The Skill Is Workflow Architecture
The gap between "using AI" and "building analytic workflows" is a design gap, not an engineering gap. It is the difference between knowing what question to ask and knowing how to structure a process that asks the right questions in the right order, accumulates evidence against a structured analytic framework, connects to the data sources where ground truth lives, and places human judgment at the nodes where it matters.
That design skill — specifying hypotheses, defining indicators, selecting tools, structuring state, positioning checkpoints — is now a core competency for analysts who want to operate at the capability frontier. The models are capable enough. The frameworks — LangGraph, LangChain (a library for chaining LLM calls into multi-step applications), CrewAI (an open-source framework for orchestrating multiple AI agents with defined roles) — are mature enough for production use. LangGraph is best for enterprises and technical teams that need durable, auditable, long-running agent workflows with precise control over execution order and error recovery. It reached version 1.0 in late 2024 and has become the default runtime for LangChain agents. The tool ecosystem is sufficiently broad that most of the external data sources analysts already use can be connected via MCP-compliant wrappers. The infrastructure problem is solved, or close enough.
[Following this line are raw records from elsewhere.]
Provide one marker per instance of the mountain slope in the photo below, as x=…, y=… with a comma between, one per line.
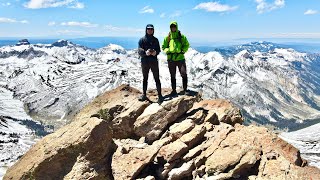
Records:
x=272, y=84
x=183, y=138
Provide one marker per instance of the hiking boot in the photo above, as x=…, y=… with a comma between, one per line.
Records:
x=173, y=93
x=185, y=92
x=160, y=99
x=143, y=97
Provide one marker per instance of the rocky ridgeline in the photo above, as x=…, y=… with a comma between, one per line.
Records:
x=118, y=137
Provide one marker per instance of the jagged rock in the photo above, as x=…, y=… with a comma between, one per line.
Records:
x=129, y=164
x=218, y=134
x=86, y=143
x=173, y=150
x=120, y=106
x=177, y=130
x=225, y=111
x=194, y=136
x=147, y=178
x=175, y=142
x=181, y=172
x=156, y=117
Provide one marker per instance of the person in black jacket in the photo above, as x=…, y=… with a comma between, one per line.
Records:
x=148, y=50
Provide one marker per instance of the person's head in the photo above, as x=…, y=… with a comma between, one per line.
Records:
x=149, y=29
x=173, y=26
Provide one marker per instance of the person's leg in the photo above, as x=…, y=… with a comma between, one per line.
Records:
x=172, y=70
x=183, y=72
x=155, y=72
x=145, y=73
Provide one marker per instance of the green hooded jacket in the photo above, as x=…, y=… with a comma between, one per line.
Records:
x=177, y=46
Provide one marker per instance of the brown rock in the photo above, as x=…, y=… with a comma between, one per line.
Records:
x=127, y=165
x=53, y=157
x=177, y=130
x=119, y=106
x=155, y=118
x=194, y=136
x=225, y=111
x=173, y=150
x=182, y=172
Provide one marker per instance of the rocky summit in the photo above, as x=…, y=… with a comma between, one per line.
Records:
x=118, y=137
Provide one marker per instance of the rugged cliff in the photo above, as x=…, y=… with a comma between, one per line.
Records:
x=118, y=137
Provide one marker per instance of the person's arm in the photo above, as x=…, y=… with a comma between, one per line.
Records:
x=165, y=45
x=141, y=51
x=158, y=47
x=185, y=44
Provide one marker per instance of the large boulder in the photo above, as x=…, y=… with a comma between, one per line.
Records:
x=155, y=118
x=224, y=110
x=118, y=137
x=85, y=144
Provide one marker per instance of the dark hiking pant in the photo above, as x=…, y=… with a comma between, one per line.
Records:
x=154, y=66
x=183, y=72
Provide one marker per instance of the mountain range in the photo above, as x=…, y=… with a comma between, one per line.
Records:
x=43, y=86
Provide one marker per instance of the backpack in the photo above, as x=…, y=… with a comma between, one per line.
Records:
x=145, y=42
x=179, y=37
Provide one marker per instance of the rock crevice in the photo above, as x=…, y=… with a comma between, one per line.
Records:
x=118, y=137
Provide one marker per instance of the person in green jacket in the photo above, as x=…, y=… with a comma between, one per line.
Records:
x=175, y=45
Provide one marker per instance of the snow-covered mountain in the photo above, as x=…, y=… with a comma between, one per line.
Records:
x=307, y=140
x=49, y=83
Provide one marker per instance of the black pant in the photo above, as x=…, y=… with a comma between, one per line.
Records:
x=154, y=66
x=183, y=72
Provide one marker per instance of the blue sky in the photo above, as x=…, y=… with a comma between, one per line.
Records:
x=197, y=19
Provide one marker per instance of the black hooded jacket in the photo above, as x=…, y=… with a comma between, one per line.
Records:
x=148, y=42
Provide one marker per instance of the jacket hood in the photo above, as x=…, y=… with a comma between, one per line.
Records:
x=149, y=26
x=174, y=23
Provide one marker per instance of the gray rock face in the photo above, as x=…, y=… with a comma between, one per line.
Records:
x=187, y=145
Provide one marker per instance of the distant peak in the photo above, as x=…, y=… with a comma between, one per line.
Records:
x=23, y=42
x=62, y=43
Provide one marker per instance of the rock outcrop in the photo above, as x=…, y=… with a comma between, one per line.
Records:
x=118, y=137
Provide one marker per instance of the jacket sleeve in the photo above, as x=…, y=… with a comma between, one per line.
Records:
x=157, y=48
x=185, y=45
x=165, y=45
x=141, y=51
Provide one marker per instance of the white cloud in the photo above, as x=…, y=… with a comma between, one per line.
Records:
x=78, y=6
x=296, y=35
x=215, y=7
x=162, y=15
x=6, y=4
x=264, y=6
x=52, y=23
x=122, y=29
x=146, y=9
x=310, y=12
x=69, y=32
x=38, y=4
x=24, y=22
x=176, y=14
x=9, y=20
x=81, y=24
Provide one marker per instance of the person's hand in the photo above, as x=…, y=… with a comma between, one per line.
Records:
x=148, y=52
x=154, y=53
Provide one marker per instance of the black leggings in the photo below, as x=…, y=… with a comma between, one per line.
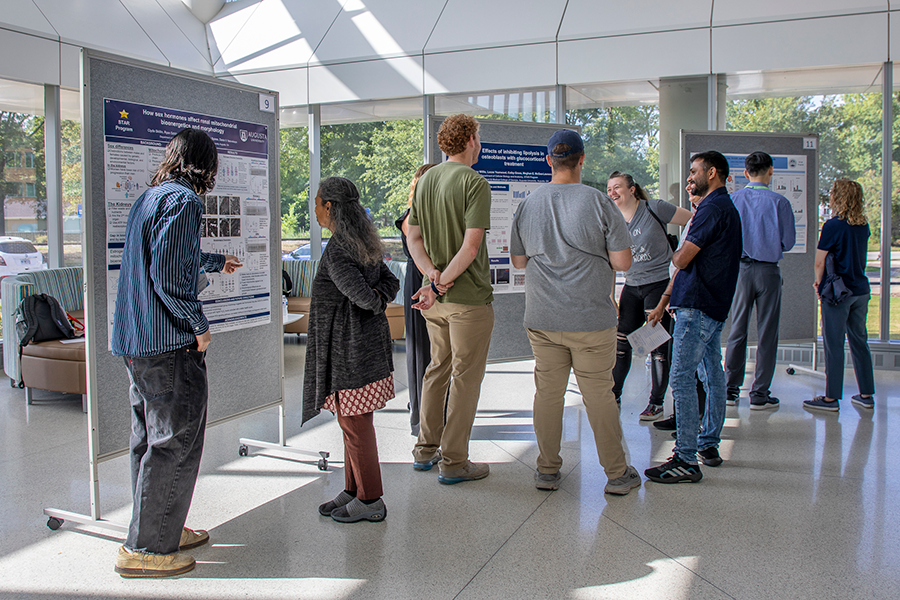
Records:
x=634, y=304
What isn't solved — what cannot be solved by better models or more capable frameworks — is the analytic design problem. The analyst who can specify a clean ACH workflow, define genuinely diagnostic indicators, build credibility assessment into the tool call sequence, and position human checkpoints at the right nodes will get substantially more out of the current capability frontier than the analyst who is still treating each model interaction as an isolated prompt.
The agent executes procedure. The analyst designs it.
The question worth asking before starting any complex analysis is no longer what should I ask the model? It is: what process should I design, and where do I need to be in the loop?